Yerleşik partilerin programlarındaki çevre ile bağlantılı maddeleri kanımca ciddiye almanın bir gereği yok. Kalkınmacılık ideolojisi ve rant dağıtımı üzerine kurulu siyasi sistem, özellikle bugünkü yönetim altında, insanların yaşådıkları yaşam alanlarını yok eden gelişmelerin, tüm propaganda çalışmalarından daha etkili şekilde bilinçlenme yarattığını görerek, yeşil partinin kurulmasını dahi engellemeye çalışıyor. Bu partiye, Türkiye siyaset sistemi, yaşam hakkı tanımak istemeyecektir. Son ve korkunç örneğini Marmara Denizinin teammüden katli sonucu ortaya çıkan müsilajda gördüğümüz çevre tahribatının, özellikle eğitimli genç kuşakların, tüm dünya gençliğiyle paylaştığı gelecek kaygısının, yeşiller partisinin kurulması ve hatta ilgi görmesi için gerekli nesnel koşulları oluşturduğunu düşünüyorum. Ancak fakirlik, kitlenin rant bağımlılığı, işsizlik ve çevre konularındaki genel cehalet, böyle bir partinin gelişmesinin önünde engeldir. Partinin büyümek için hedeflemesi gereken kitle, gençliktir. En başta üniversitelerde tanıtım yapılmalı, son dönemlerde yaşadıklarına isyan eden köylülere, işçilere bir şekilde ulaşılmalı ve hepsinden önemlisi bugünkü medya ortamında birbirinden habersiz direnmeye kalkanlari başka yörelerde, kentlerde, köylerde neler yaşandığı hakkında bilgilendirmeye, yalnız olmadıklarını göstermeye çalışılmalıdır. En büyük kirleticilerin teşhir edilmesi de herhalde kullanılacak araçlar arasında olmalıdır.

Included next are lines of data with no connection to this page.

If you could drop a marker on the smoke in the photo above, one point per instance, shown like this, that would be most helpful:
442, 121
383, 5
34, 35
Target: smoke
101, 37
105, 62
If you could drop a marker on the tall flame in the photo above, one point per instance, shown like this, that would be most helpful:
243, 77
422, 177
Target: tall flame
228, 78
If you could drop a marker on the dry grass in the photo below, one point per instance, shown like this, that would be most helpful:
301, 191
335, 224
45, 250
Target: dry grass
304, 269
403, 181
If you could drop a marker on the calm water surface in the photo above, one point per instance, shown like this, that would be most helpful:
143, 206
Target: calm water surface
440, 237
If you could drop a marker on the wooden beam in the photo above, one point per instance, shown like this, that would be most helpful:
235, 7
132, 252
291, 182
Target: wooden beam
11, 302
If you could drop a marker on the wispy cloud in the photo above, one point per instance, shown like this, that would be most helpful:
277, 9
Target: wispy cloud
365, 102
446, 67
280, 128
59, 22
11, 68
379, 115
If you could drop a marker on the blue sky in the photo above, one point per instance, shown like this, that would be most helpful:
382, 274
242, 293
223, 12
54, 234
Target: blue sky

Yeşil dalga, AB ve ABD’deki yeşil ekonomi paketleri, Türkiye üzerinde çok güçlü bir etki yapacaktır. Zira bu programların öngördüğü şekilde üretim yapmıyor, çevre standartlarına uymuyorsanız, Avrupa piyasalarına mal satamayacaksınız. Dolayısıyla ihracata dayalı üretim yapanlar yakın zamanda çevre hareketinin en güçlü destekçileri haline gelirlerse şaşmamak gerekir.

[Yeşiller Partisinin kurulmasına dair] kısmen yukarıda cevap verdim; gelecek korkusundan bu iznin verilmediğini düşünebiliriz sanki. Zira çevre bilinci tohumu bu kez toprağa atılırsa çok çabuk ürün verecek, hatta bereketli bir hasada yol açacak gibi gözüküyor. Eninde sonunda bu iznin alınacağına da inanıyorum; siyasetteki yukarıda değindiğim gerçeklere rağmen.